Meditações Metafísicas de Descartes


"Mas o que é que sou então? Uma coisa que pensa. O que é uma coisa que pensa? Isto é uma coisa que duvida, que afirma, que quer, que não quer, que imagina e que sente. Por certo não é pouco se todas essas coisas pertencem à minha natureza. Mas porque não lhe pertenceriam? Não sou ainda este mesmo que duvida de quase tudo, que, não obstante, entende e concebe certas coisas, que assegura e afirma serem só essas verdadeiras, que nega todas as outras, que quer e deseja conhecer ainda mais, que não quer ser enganado, que imagina muitas coisas, por vezes até a despeito de que eu tenha e sinta também muitas delas, como que por intermédio dos órgãos do corpo? Há algo nisso tudo que seja tão verdadeiro quanto é certo que sou e que existo, ainda que sempre dormisse e que aquele que me deu o ser se servisse de todas suas forças para iludir-me? Há algum desses atributos que possa ser distinguido de meu pensamento ou que possam dizer ser separado de mim mesmo? Pois é por si tão evidente que sou eu quem duvida, entende e deseja que não é necessário acrescentar aqui nada para explicá-lo.
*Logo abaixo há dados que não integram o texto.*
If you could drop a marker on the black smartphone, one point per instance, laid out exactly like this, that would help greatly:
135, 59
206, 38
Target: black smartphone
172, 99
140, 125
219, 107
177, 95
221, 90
E certamente tenho também a potência de imaginar; pois, ainda que possa acontecer que as coisas que imagino não sejam verdadeiras, não obstante essa potência de imaginar não deixa de estar realmente em mim, e faz parte de meu pensamento. Enfim, sou o mesmo que sente, ou seja, que recebe e conhece as coisas como que pelos órgãos dos sentidos, porquanto de fato vejo a luz, ouço o ruído, sinto o calor. Porém, dir-me-ão que essas aparências são falsas e que durmo. Que seja assim; todavia, pelo menos, é muito certo que me parece que vejo, que ouço e que me aqueço; e é propriamente o que em mim se chama sentir, e isso, tomado precisamente assim, nada mais é do que pensar. Daí começo a conhecer o que sou, com um pouco mais de luz e distinção do que antes."